David Jacobs, associate medical director of the F.H. "Sammy" Ross Trauma Institute at Carolinas Medical Center, enlightened me several years ago that much of the violence that ends up in the emergency rooms where he works - and too often the morgues - is the result of just such trivial "disrespect" issues: "Most of the time, it's very stupid stuff. Somebody took somebody's lunch or something." Yes. Or something.
Jacobs keeps pounding the gavel for all of us to get more aggressive about tackling this issue. It's hard to know where to start. But Jacobs made an apt observation: "All kids," he said, "have a propensity toward violence." And unfortunately, they now live in a society saturated with it - on TV and other media, and for some in their communities. "Many have become very comfortable with violence."
Breaking those connections and that comfortableness won't be easy.
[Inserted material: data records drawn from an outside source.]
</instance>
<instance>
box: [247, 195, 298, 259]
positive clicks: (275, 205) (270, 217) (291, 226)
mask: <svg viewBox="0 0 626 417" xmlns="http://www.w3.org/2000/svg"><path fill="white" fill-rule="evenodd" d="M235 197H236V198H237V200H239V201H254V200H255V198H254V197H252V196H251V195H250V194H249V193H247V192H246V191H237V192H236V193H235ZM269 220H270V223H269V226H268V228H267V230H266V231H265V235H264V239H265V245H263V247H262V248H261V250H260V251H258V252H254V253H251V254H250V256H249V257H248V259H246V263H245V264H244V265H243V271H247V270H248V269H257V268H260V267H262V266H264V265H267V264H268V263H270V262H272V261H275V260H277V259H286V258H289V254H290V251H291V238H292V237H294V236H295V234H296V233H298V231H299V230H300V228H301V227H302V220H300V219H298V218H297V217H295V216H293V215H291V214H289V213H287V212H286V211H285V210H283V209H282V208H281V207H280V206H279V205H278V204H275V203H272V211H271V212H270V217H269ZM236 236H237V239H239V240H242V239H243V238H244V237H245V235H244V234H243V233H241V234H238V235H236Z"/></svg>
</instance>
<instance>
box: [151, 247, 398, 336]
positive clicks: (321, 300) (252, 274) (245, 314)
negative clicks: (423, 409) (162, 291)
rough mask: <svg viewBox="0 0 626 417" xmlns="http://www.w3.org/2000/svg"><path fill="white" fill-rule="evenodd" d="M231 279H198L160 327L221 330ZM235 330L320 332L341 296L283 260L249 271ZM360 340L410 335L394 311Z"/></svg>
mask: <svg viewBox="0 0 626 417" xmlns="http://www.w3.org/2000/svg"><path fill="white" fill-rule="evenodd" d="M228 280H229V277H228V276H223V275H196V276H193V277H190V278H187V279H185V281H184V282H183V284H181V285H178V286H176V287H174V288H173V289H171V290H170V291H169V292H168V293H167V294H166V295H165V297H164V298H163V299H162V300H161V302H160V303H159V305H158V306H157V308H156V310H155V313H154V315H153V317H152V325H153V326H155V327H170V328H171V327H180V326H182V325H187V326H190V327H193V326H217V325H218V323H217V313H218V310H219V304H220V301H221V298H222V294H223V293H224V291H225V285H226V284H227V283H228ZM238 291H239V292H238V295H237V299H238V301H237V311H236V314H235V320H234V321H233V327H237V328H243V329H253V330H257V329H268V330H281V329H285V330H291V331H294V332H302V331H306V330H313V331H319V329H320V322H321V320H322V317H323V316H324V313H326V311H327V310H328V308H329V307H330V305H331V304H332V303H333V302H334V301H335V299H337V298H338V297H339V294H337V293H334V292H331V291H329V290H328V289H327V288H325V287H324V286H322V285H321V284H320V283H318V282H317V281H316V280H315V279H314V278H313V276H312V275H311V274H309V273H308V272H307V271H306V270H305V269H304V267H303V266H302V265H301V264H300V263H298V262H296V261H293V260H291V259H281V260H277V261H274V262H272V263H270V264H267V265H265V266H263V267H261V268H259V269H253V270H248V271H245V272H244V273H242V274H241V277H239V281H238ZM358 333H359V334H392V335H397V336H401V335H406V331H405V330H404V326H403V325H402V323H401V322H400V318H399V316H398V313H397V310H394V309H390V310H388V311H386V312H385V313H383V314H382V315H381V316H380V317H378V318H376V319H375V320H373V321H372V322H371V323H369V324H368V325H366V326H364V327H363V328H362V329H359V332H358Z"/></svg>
But all of us - parents, ministers, educators, community activists - must keep trying.. "Resilience factors" help most kids - two parents in the home, being on sports teams. These kinds of things counterbalance violence tendencies, Jacobs said.
"It's a crazy, senseless thing," middle school principal Mike Dunn said of Curry's death.
Crazy and senseless for the kid who lost his life - crazy and senseless for the kids charged, who if guilty, will for all intents and purposes lose theirs.